Berlin: Alles Ist Gut!

If you’ve never been to Berlin, you’re in for a pleasant surprise. It’s freaking beautiful. It oozes charm, history, diversity, and modernity. Often in the same hundred yards.


It’s the perfect fusion of the past, present, and future. A forward-thinking creative city that’s actively courting innovators and entrepreneurs from all over the world. But it’s also making darn sure it doesn’t forget its past.


You’ll see remnants of the infamous Berlin Wall all across the central part of the city — the Mitte district. Large metal bars that once supported the divisive monument act as pertinent reminders of more troubled times; though nowadays they’re casually flanked by green spaces, upmarket shopping areas, and ice cream parlors.

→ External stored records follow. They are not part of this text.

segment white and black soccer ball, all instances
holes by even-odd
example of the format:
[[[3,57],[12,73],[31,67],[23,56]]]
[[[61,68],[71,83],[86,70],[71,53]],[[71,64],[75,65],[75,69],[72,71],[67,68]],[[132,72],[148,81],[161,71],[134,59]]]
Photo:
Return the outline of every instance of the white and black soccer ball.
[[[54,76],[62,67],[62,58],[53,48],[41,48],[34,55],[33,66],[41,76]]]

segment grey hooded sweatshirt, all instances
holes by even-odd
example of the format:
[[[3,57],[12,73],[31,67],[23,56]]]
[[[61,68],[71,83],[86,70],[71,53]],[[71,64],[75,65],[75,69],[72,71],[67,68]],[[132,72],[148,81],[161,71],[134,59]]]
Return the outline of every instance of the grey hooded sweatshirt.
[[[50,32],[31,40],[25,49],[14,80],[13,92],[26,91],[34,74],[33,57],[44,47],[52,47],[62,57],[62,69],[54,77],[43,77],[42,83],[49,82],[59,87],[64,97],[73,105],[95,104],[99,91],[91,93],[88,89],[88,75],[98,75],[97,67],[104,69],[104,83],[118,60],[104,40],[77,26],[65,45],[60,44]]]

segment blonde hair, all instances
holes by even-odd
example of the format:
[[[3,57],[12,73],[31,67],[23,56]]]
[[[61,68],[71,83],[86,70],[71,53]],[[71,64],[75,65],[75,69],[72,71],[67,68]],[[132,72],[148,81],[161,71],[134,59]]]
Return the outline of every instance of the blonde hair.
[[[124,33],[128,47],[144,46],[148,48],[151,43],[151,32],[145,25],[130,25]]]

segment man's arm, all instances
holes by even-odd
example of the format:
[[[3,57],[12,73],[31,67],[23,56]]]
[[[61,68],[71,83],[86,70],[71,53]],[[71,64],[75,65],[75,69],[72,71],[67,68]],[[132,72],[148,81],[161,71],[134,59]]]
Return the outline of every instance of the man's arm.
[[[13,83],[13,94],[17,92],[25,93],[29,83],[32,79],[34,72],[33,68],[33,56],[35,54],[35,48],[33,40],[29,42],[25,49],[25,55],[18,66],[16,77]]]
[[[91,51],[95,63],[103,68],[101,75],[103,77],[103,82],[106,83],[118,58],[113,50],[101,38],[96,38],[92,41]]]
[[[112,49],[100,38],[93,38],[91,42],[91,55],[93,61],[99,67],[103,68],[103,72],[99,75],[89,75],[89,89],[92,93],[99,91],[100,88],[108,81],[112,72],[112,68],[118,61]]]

If you’re lucky enough to go to Berlin with work, plan ahead. There’s stacks to see, do, eat, take in. Try and get a day or two to explore. Seriously, take some leave. You won’t be sorry.


Down To Business

Berlin’s fast establishing itself as a startup city, so there’s lots going of innovation happening everywhere you look. Places like Factory Berlin are leading the way in bringing creative, tech, and business minds together, in a former brewery which once stood directly behind the eastern side of the Berlin Wall.


This Google-backed entrepreneurial hub opened in 2014 and today houses SoundCloud, Udacity, Zendesk, and TechStars (among others), as well as a co-working space, a 3D printing workshop, and a restaurant. The perfect venue for any trendy tech client meeting.


Getting Around

Forget Uber (it’s complicated…) taking a tram (S-Bahn) or underground train (U-Bahn) (or a combination of the two) is a great way to save company cash. You can even buy a travel pass giving you access to Berlin’s entire public transport system for the duration of your stay (you can buy one on arrival at either airport’s tourist information desk).


Berlin’s totally walkable too (see ‘Sightseeing’ below). And pushbikes are popular. The city even has its own public bike sharing scheme, which visitors are more than welcome to take advantage of too. What better way to zip across town between meetings?


On Expenses

German food by definition is quite meat-heavy and dense. But there are several specialties you should try — namely bratwurst (sausage), currywurst (yup, a variation of the former), and, of course, schnitzel (deep fried pork or veal loin in breadcrumbs). And then, of course, there’s the beer…


While there are loads of places you could get a decent version of any of these delicacies, for fun and fast food, check out Charlie’s Beach — an urban oasis, complete with sand, a beach bar, good choice of food trucks (do try the East German Currywurst) right on the spot where tensions between the East and West once ran high — Checkpoint Charlie. It’s very informal so save it for colleague chilling rather than client schmoozing. It even has its own deck chairs; ideal for lounging and sipping some suds in. Feet up.


A little further out, in the city’s trendy Prenzlauer Berg district, you’ll find The Bird; a New York burger and steak joint. Don’t worry, it’s not just a home-from-home; this place has a subversive flavor all of its own. And a fantastic meaty menu that rivals any stateside eatery. A great place to dine with colleagues and clients.


But, if you want something really local and authentic… go for a doner kebab! Thanks to Berlin’s thriving Turkish population, the city’s the perfect place to enjoy a giant pitta filled with crunchy sweet salad and chargrilled lamb. Add garlic sauce. And chili sauce. Enjoy.



If time’s of the essence, here’s one walking tour you should definitely take — preferably on a warm summer evening…


Take the U-Bahn to Brandenburg Gate (stopping to admire its sheer size and imperial exuberance) and saunter slowly through the wide open Unter Den Linden boulevard (literally translates as Under the Linden Trees) bypassing the tourist traps and the open air eateries, all the way to the banks of the picturesque River Spree. Along the way you’ll take in the grounds of historic Humboldt University, the State Opera house, the Lustgarten public grounds, and the Berlin Cathedral — in all their crumbling splendor.


Once you’re across the bridge, keep walking. And you’ll soon find yourself with a more modern perspective of the city. Head for the Berliner Fernsehturm — an iconic space age-style TV tower built in 1969 — before veering towards Alexanderplatz, the main shopping and tourist center.


Got more time? Begin your walk with a quick trip to nearby Tiergarten park or take a brief look at the Reichstag (the seat of Germany’s government). Or end your walk with a dash around some of Alexanderplatz’s numerous retail outlets.